5 comments on “Goods and Services Tax (GST): Demystified


Can you plz explain, preferabley with an illustration, how the present indirect tax system works?
For eg if i need to ship some goods that i purchased in State A to State D and the vehicle(a truck) has to move across State B and State C to reach State D, then how will it work legally?


Firstly, no indirect tax will be paid on the goods in state B and state C. Let’s say, a good is manufactured in Rajasthan and sold in Assam.
1. The manufacturer of the goods will have to pay excise duty levied by the Central Governnment.
2. He will have to pay Central sales tax (CST) levied by the centre on the interstate trade in goods
3. He will have to VAT to the Government of Assam on the sale of goods in the state.
4. He might have to pay entry tax to the Government of Assam. This tax is imposed only on some goods.
5. He will not have to pay Octroi (similar to entry taxes), as it is applicable only in the states of Maharashtra and Gujarat.

If GST is implemented, all the above taxes will be replaced by a single tax.


All of these taxes you mentioned above will have to be borne by the manufacturer and none by the purchaser?
Apart from CENVAT and CST which are levied by the Central Govt arent there taxes levied by both these states i.e. Rajasthan and Assam?

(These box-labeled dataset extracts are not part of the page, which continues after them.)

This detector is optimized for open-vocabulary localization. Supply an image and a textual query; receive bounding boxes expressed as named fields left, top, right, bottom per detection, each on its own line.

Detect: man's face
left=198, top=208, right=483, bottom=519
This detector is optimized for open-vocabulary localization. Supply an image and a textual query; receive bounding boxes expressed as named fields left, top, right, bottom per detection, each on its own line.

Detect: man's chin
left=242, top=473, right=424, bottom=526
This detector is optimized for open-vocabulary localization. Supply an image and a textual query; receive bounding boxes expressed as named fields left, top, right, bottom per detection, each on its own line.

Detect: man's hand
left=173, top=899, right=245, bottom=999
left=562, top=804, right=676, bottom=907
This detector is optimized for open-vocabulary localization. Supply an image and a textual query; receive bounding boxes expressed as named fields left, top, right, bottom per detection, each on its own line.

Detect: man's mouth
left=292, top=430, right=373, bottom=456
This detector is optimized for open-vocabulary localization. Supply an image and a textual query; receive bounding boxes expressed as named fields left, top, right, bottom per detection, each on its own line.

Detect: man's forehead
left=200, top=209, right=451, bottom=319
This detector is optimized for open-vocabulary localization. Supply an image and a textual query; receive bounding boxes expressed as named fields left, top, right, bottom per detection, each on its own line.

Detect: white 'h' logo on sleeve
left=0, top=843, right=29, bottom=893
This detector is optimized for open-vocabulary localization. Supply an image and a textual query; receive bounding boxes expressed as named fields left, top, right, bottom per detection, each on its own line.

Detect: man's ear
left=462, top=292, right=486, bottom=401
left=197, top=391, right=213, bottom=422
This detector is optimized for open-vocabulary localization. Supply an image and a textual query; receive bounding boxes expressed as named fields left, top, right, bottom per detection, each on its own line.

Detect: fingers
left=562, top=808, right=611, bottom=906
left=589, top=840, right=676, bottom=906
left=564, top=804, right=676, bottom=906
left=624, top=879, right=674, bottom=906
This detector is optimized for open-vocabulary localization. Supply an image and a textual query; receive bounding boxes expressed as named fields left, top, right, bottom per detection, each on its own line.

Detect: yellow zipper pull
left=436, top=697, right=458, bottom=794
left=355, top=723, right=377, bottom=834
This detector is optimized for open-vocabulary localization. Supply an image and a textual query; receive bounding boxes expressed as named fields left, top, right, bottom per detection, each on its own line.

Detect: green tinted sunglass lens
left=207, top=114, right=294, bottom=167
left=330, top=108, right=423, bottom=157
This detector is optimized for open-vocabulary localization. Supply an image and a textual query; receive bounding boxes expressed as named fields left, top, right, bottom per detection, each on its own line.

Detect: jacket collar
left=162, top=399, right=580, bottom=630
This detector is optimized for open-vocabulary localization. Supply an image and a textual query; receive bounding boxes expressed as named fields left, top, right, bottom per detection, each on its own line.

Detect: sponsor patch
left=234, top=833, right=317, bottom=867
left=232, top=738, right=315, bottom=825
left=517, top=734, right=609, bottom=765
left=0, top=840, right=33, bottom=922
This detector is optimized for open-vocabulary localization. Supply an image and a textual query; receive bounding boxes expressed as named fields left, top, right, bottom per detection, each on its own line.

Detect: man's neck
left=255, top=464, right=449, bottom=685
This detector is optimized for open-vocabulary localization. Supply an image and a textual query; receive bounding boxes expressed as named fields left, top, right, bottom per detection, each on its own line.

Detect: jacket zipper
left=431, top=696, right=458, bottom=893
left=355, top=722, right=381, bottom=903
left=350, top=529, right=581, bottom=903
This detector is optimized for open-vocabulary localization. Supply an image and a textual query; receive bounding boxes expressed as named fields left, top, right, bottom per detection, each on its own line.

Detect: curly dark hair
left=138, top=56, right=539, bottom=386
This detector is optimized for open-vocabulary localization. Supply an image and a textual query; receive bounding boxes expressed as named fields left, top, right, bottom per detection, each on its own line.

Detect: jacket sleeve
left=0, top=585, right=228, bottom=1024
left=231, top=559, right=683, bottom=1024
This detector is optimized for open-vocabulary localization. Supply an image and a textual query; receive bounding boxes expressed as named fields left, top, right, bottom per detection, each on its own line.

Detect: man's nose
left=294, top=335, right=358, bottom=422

There are two types of taxes- direct and indirect. “An indirect tax is a tax collected by an intermediary from the person who bears the ultimate economic burden of the tax”- Wikipedia. The very concept of indirect tax delineates that ultimately it is consumers who will have to bear the burden of the tax. Let’s take another illustration. A manufacturer produces a good in Rajasthan and sells it to a retailer in Assam. The manufacturer will pay excise, CST and Assam VAT. The price charged by the manufacturers from the retailers will be inclusive of these taxes. Now, if the retailer sells this to the consumers he will have to pay VAT. He can claim a tax credit on VAT already paid by the manufacturer. The price charged to the consumers will be inclusive of VAT. I suggest you to watch this video by Investopedia on what is indirect tax: // An indirect tax is levied on goods or services rather than on an individual or a company.
As far as my knowledge goes, there will be no taxes levied by both the states.